Ben gıda mühendisi falan değilim de düz mantık düşününce bu şeyden midemizde de var. Bir yerden klor diğer yerden hidrojen gelip yediklerimizi sindiriyorlar. Ha bu demek değil ki barsaklarımızda bok var o zaman onu da mayoneze katalım falan. İlaçla zehiri birbirinden ayıran dozdur. Oranını bilmeden konuşmamak, atlamamak lazım diye düşünüyorum.
2.
endüstriyel gıda üretiminden bihaber, yarım bilgiyle ortalığı velveleye vermeye bayılan, kendini topluma çok faydalı bir şey yapıyor zannedip iyice şirazeden çıkan sosyal medya hesaplarının son bombası.
gıdada denetim inanmazsınız ama türkiye'de bile tahmin ettiğinizden oldukça sıkıdır. kaldı ki endüstriyel ölçekte gıda üretebilmeniz için evde yaptığınız tarifleri kullanamazsınız. avrupa'da, amerika'da ve bunlarla paralel türkiye'de gıda kodeksi kullanılabilecek tüm katkı maddelerini, kullanılabileceği gıda sınıfına göre miktarlarıyla birlikte sınırlandırır. merdiven altı firmaları bilemem ama global firmalardan bu sınırların dışına çıkma riskini alacak kimse yoktur, zira attıkları taş ürküttükleri kuşa değmez.
kendi bedenimiz de dahil, dünya üzerinde temas ettiğimiz her şeyin bir "kimyasal bileşim" olduğunu anlamadan, sadece ezberden her şeyin en doğalının en iyisi olduğunu kabul edenleri anlayamamakla birlikte bu kişilere kendi evlerinde de rahatlıkla mayonez yapabileceklerini ve bu ürünleri satın almaya mecbur olmadıklarını yeniden hatırlatmak isterim.

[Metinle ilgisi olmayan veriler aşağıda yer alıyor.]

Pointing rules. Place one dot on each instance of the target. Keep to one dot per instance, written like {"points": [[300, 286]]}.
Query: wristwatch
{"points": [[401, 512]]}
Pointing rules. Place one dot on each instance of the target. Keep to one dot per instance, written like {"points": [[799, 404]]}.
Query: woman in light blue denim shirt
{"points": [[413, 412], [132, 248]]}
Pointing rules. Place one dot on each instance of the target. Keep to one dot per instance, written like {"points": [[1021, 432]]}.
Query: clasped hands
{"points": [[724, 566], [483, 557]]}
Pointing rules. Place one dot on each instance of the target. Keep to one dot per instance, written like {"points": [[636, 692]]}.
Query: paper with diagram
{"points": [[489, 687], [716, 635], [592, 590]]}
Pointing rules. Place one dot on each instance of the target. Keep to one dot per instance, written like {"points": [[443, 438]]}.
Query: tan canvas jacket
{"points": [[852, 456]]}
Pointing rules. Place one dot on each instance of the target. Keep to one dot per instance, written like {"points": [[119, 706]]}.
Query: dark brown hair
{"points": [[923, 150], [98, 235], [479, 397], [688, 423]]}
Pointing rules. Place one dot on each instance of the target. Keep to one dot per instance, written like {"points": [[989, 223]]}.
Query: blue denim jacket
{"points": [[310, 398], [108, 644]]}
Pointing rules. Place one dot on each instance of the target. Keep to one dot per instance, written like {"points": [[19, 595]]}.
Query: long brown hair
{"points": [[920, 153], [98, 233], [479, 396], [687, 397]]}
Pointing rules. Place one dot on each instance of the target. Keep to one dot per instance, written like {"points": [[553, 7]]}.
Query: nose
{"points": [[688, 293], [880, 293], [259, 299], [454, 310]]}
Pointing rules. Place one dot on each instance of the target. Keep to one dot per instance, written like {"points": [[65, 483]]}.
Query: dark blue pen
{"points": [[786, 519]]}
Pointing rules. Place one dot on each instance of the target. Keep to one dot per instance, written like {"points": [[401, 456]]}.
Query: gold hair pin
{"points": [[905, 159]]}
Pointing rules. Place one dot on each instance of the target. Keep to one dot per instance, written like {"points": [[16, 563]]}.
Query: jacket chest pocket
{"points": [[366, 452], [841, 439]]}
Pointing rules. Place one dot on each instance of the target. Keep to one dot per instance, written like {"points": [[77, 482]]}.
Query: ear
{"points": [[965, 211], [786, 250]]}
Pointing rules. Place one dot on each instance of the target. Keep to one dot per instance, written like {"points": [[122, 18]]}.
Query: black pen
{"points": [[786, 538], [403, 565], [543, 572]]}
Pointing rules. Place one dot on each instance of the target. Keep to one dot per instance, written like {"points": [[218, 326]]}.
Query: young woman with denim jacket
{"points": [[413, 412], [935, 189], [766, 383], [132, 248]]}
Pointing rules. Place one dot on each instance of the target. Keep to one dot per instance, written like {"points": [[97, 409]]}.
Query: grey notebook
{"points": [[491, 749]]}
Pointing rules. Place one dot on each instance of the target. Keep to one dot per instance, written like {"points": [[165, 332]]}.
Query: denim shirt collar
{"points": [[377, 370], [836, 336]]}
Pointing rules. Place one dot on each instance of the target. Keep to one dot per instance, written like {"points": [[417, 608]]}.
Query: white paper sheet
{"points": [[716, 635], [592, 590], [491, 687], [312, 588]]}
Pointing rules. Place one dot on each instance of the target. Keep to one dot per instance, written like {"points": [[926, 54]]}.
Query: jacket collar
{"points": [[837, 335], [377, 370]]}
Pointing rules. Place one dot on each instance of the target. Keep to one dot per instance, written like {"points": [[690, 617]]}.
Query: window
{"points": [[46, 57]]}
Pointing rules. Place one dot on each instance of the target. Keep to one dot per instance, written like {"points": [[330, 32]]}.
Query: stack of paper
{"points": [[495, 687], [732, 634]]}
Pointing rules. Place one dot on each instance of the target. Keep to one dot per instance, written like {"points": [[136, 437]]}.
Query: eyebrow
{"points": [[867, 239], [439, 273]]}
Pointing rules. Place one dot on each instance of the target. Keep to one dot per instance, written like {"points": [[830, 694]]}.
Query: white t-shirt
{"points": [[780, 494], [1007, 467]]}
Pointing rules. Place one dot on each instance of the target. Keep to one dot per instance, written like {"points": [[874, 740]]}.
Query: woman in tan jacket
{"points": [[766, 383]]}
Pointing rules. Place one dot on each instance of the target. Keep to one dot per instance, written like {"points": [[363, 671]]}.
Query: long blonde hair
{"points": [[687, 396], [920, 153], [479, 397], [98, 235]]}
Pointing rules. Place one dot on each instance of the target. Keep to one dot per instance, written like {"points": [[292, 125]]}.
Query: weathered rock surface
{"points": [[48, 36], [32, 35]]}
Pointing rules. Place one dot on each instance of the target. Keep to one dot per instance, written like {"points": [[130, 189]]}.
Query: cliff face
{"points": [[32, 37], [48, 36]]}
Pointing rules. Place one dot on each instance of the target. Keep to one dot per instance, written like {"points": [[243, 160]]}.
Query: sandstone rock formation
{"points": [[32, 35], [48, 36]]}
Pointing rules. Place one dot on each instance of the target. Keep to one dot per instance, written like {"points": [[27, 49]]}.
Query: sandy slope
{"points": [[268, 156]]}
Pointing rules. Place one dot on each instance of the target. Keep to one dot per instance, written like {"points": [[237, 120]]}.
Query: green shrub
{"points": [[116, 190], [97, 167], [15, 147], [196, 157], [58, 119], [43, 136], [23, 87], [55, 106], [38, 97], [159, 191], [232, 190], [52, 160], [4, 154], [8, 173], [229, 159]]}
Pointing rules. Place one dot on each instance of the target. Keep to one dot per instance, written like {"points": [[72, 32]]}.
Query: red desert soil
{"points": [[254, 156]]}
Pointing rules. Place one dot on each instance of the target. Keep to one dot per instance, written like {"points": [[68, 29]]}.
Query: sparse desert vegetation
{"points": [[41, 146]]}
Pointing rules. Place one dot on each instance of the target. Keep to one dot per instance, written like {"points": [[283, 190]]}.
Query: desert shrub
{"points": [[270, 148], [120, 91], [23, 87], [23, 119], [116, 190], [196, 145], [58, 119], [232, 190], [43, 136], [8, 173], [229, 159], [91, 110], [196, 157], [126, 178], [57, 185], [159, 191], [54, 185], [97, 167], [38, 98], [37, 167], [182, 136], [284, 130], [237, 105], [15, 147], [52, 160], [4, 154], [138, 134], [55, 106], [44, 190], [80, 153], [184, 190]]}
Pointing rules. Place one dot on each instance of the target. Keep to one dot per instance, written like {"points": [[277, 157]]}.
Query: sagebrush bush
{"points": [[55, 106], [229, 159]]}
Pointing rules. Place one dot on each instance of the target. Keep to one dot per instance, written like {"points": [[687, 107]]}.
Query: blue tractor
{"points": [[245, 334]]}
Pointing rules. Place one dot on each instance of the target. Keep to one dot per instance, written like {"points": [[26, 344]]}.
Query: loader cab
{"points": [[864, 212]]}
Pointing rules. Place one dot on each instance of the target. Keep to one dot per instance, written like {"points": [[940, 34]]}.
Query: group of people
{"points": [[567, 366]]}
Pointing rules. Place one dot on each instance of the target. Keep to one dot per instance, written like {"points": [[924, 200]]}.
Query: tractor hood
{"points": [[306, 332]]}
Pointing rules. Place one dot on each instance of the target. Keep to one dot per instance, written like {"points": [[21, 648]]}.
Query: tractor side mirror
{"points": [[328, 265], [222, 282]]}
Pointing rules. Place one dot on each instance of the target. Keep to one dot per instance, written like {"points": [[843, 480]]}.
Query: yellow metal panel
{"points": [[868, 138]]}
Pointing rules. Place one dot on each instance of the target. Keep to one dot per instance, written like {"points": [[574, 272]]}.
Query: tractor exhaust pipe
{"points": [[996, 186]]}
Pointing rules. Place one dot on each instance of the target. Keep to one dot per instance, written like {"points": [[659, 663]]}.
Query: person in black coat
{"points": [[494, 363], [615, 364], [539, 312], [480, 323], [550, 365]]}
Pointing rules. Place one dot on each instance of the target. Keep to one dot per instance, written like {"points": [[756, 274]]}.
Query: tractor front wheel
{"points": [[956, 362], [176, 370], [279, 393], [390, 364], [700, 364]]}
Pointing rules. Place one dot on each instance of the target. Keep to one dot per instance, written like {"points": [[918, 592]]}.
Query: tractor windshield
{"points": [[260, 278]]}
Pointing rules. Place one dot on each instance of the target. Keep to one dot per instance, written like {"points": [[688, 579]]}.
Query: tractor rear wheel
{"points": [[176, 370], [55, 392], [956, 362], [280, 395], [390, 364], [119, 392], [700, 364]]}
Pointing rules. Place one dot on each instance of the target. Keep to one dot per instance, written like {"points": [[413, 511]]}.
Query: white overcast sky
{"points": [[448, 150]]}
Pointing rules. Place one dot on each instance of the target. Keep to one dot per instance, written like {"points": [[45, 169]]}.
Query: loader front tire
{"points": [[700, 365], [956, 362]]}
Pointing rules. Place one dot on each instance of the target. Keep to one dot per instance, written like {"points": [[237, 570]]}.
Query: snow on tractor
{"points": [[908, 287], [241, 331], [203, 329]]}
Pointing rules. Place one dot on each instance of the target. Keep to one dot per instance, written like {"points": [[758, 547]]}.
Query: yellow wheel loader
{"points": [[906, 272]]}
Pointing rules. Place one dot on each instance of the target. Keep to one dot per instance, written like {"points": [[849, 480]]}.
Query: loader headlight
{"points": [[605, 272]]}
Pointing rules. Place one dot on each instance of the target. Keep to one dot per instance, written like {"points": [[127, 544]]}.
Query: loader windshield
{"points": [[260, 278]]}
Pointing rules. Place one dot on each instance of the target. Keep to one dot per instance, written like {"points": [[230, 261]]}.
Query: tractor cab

edit: gıda denetimlerinin sıkı olduğunu rüyamda görmedim, bizzat sektörün içinden birisi olarak konuşuyorum. gerçekten haberler de türkiye'de ne olup bittiğine dair en iyi kaynak zaten. bu arada canım istediğinde de çer çöp yemeye bayılırım. (gizlinot: swh)
16 ocak 2020 15:45
16 ocak 2020 20:24
3.
Linki açmadan önce kendine “gıda dedektifi” diyen cahilin saçmalığı olduğunu tahmin etmiştim ki yanılmamışım. Bu kadar ilgileniyorsa bu arkadaşı en yakın gıda mühendisliği bölümünün toksikoloji ya da eczacılık fakültesinin farmakoloji dersine misafir edelim. Reaksiyon kinetiği dersi de biraz kafasını açar. Kendisine yazıp üniversiteme davet edeceğim hatta kfgmf.
5.
Tuz ruhu olarak bilinen hidroklorik asit çözeltisi yüksek derişimdedir bu yüzden güçlü bir temizlik malzemesi olarak kullanılır. Bunu yanında her hidroklorik asit çözeltisine tuz ruhu demek doğru değildir. Zira marketten alınan tuz ruhunun etkilerine sahip değillerdir. En basit örneği de bu. Gıdalarda da, yüz temizleyicilerinde de, sabunlarda da görebilirsiniz hcl & naoh ikilisini. Genellikle içerik listesinin sonlarında bulunurlar çünkü formülizasyondaki payları çok düşüktür ve genellikle asitlik & bazlık düzenleyici olarak kullanılır. Tuz ruhu değildir o, tuz ruhu olsa ölürüz :))
6.
Yok bunlar gıda endüstrisinde normal de, miktarı az da ne olacak da diyenler yüzünden çer çöp tüketir oldu Türkiye maalesef. Birçok uluslararası ürünün içeriği Avrupada Türkiyedekinden farklı. Bebek mamaları, sütleri bile. Madem o kadar normal ve sağlığa kesinlikle zararlı değil bu mayonezde kullanılan şey, neden Avrupadaki ülkelerde yok? Calve mayonezin içeriğine üşenmedim baktım, hidroklorik asit baktığım iki ülke içeriğinde de yok. Daha ucuza üretip, insanlara kalitesiz içerikleri kakalamak sadece Türkiyede yapabildikleri birşey de o yüzden.